Recent presidential policies and pronouncements have made members of the Greek letter societies tremble for their very existence, while many non-fraternity men or "independents" may well have rubbed their hands in glee
Referring to Brown's 17 nationally affiliated chapters. Wriston last May called them "one of our most conspicuous negative elements" which nothing can save "If they continue to be so stupid as to defeat the purpose of the University."
Wriston states unequivocally that he has no intention of abolishing the societies and that his sole aim is to improve them, but many fraternity men are not so sure.
The president's feud with the college fraternities began four years ago when he handed them a three-point ultimatum. At that time he ordered them to take in a greater percentage of the total student body, abolish all racial and religious discriminatory clauses from their charters, and raise their scholastic averages.
At present approximately 40 percent of the undergraduates belong to fraternities. This represents a substantial percentage-wise increase over four years ago, but it is mainly due to the decline in the overall college enrollment.
Most of Brown's chapters whose national affiliates have discriminatory clauses have gone on record in opposition to them, but none has formally broken with its parent body. There are no Negro members in any fraternity and, except in the single Jewish fraternity, relatively few Jews.
Low Scholastic Average
But it is on intellectual grounds that the Greek letter societies have provoked Wriston's sharpest criticism. Except for one semester, the scholastic averages of fraternity men have consistently fallen below the all-college averages.

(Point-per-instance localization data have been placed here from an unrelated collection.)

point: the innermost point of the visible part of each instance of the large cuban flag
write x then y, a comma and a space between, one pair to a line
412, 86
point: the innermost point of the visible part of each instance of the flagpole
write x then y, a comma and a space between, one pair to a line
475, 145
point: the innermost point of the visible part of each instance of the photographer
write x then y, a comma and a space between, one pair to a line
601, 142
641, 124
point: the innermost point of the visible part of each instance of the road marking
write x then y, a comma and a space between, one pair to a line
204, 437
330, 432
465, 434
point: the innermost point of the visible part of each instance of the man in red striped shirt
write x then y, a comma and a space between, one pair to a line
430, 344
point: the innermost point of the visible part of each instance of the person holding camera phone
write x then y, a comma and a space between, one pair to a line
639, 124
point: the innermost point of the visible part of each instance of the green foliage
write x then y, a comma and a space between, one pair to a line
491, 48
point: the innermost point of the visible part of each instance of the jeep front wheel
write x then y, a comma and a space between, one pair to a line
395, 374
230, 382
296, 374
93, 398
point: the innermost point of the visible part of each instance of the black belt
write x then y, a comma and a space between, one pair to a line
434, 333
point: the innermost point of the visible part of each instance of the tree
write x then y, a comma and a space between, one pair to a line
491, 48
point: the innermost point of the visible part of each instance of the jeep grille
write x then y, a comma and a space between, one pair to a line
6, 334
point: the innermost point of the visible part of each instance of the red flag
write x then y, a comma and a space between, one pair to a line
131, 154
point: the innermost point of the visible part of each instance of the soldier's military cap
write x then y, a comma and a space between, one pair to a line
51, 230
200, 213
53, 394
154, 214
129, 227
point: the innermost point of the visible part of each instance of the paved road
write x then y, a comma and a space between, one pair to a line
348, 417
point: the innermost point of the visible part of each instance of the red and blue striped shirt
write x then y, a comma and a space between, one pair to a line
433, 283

The one innovation likely to have the profoundest affect on both fraternity and non-fraternity life at Brown is the multimillion dollar housing project which is nearing completion this year.
Destined to house all 1400 resident undergraduates in a single area, the quadrangle already contains five completed buildings sheltering 515 men, while four more will be ready for occupancy by year's end.
Each building, or unit, consists of two fraternity houses, one in each wing, with a dormitory wedged in between Facilities are equal but separate. However sliding panels are all that divide dorm and frat house rooms, and, these can be opened up to permit expansion in either direction.
With the student's cooperation, Wriston thinks, the new residential quadrangle can bring about an "intellectual revolution on the Brown campus." The greater centralization afforded by the project will, Wriston hopes, create a more unified college.
All resident undergraduates, as well as many commuters, now eat together in the spanking new refectory, keystone of the current project and now in to second semester of use.
Non-fraternity men eat in the central section of this giant dining hall, while the 17 fraternities take their meals it 17 adjoining rooms. Everyone, however eats the same food.